Potenza, il primato sotto l'albero

Pubblicato: Domenica, 17 Dicembre 2017

Quelli che il ca...cio. di Tony Pezzotta

Per un albero che si spezza ce n'è un altro che torna maestosamente a giganteggiare sul terrazzo del calcialingo. Il vento che, nello scorso fine settimana, ha devastato il potentino ha spazzato via le nubi, di colpo, anche dal Viviani e dal Potenza. L'amico tifoso aveva atteso tanto per gli addobbi natalizi, quest'anno. Non si era accontentato delle lusinghe diffuse che hanno accompagnato, sin qui, il magico percorso dei rossoblu.

L'appannamento delle ultime domeniche avevano lasciato un margine al suo atavico pessimismo.
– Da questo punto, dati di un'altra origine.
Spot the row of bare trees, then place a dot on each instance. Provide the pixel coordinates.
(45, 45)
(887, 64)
L'incontro con la Fulgor Molfetta era stato preceduto dal solito rituale scaramantico. Dopo un pranzo frettoloso e di sostanza, il pantofolaio del pallone ha preso subito posto dietro i vetri. Con la radiolina ben sintonizzata a seguire ciò che accadeva dagli altri campi della serie D. Il primo tempo non fa presagire nulla di buono. I padroni di casa sembrano un po' sotto tono e imbrigliati da una Fulgor che, sebbene dimostri grandi limiti, affronta la gara con il piglio di chi vuole lasciare il segno. Nel corso dell'intervallo, ecco riaffiorare mille interrogativi e dubbi. Gli stessi che hanno accompagnato le ultime prestazioni dei potentini. Il calcialingo s'interroga e guarda il suo albero di Natale, quello messo in piedi nei giorni scorsi. "Che palle, però -esclama- ora ci vuole davvero una scossa. Basterebbe soltanto una rete, anche un misero golletto. Così, tanto per riprendere la marcia verso la vetta della classifica.

E, poi, chissà, attendere dall'alto un regalo...". E' profetico l'amico ed è appassionato più che mai. Alla ripresa del gioco, infatti, all'8', ci pensa Berardino ad intercettare un pallone e a servire un cross al bacio per Franca che buca la rete dei pugliesi e regala il vantaggio ai rossoblu. E' il tripudio dei duemilacinquecento infreddoliti dello stadio potentino. "E' la fine di un incubo -esclama il recluso per calcio- ora, a tutti i costi, bisogna portare a casa la vittoria". Gli ospiti reagiscono e impensieriscono il Potenza. Breza si riprende la ribalta salvando il risultato. Dopo cinque minuti di recupero arriva il sospirato triplice fischio di chiusura. Il Potenza torna a vincere al Viviani e, soprattutto, grazie ai concomitanti risultati delle altre gare, si riprende la testa della classifica. Ora, la squadra di mister Ragno è campione d'inverno. Patron Caiata è raggiante e lo è anche il calcialingo che, a forza di soffrire per il suo Potenza, ha fatto i baffi e la barba bianca, in tinta con le prossime festività. Buon Natale!